I'm just popping back with a cautionary tale too - I know a lady whose children didn't like her speaking to them in her own language, do she stopped. Her English is very very basic. Her children are now at school, speak only English and she has problems being able to speak to her own children. It is so so sad.

Keep going op, it's worth it!

PeachFuzzzz Wed 30-Dec-15 23:22:26

Bilingualism isn't a walk in the park. I have plenty of friends who let the minority language slide, and now their kids are more or less monolingual. Can you find other German speakers? Can you find or make a German playgroup/dates? Books, films etc. Reading and writing the minority language helps a lot - at three you could, if you wanted, start playing phonics games in German. Or make specific fun activities but only do them in German to encourage him. At just three my dd was more proficient in the majority language of the country we are in. At six, English has become her main language with a lot of work from me. Don't give up!

WhereIsMyCoffee Thu 31-Dec-15 14:56:54

Thanks for the great advice guys! Funnily enough he said quite a few things in German yesterday, so I feel encouraged enough by all your comments to keep trying!

noramum Tue 05-Jan-16 12:57:56

I think it is pretty normal.

We are both German and at that age DD heard 100% German at home.

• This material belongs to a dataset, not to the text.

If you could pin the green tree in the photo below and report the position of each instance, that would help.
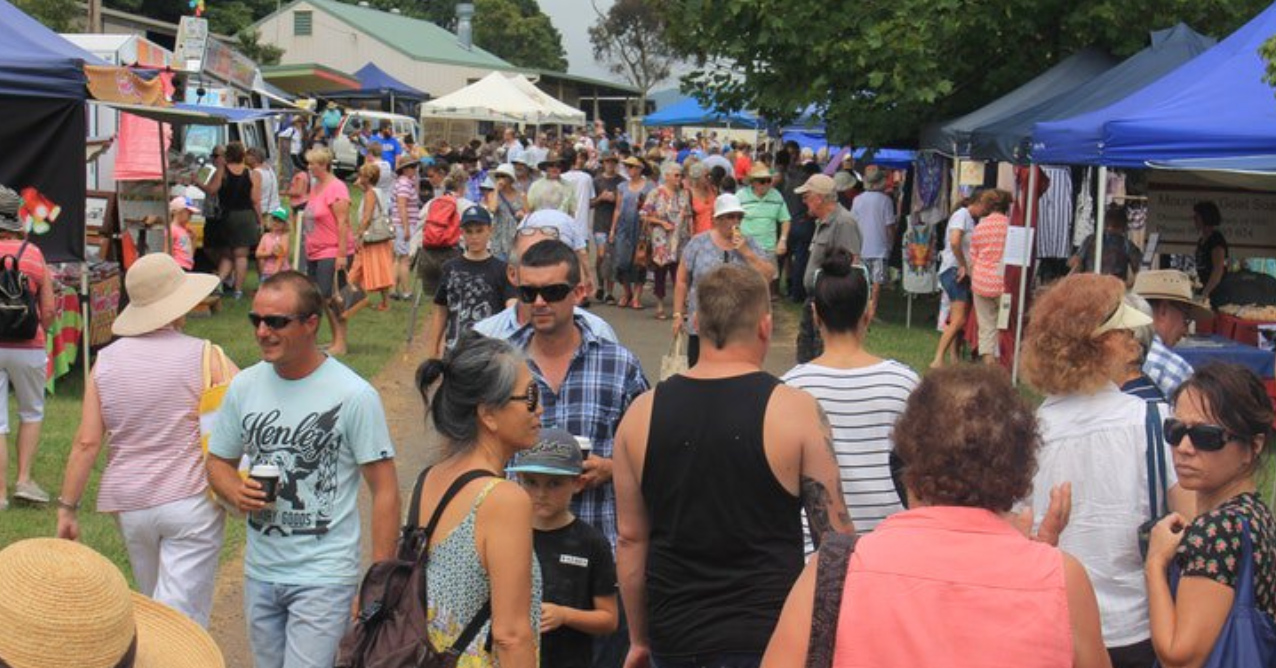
(59, 15)
(883, 68)
(630, 40)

Hardly any TV or English books.

She went to nursery part-time and was fluent in English, active/passiv. Her German was 100 passiv but she hardly spoke a word. She could translate everything we said into English, which she often did to her nursery key worker when DH picked her up and, for example, said "Wir muesen einkaufen" she turned and said "we need to go to the shops!".

When she was 4ish DH tried the brutal method of not answering but that didn't work at all, it backfired. So we stuck to speaking to her and to counteract the amount of English books/TV/music we only read German to her at bedtime.

We then went to German on holiday, Ferien auf dem Bauernhof, so in order to play with the other children she had to speak. The first week was a bit difficult but after that she wouldn't stop. She is now 8.5 and can speak German if she wants which is not that often at home, but she switches as soon as we have the grandparents on Skype or visit friends in Germany. She can read and starts now to write decently.

It is hard work, lots of keeping up despite your child not that interested.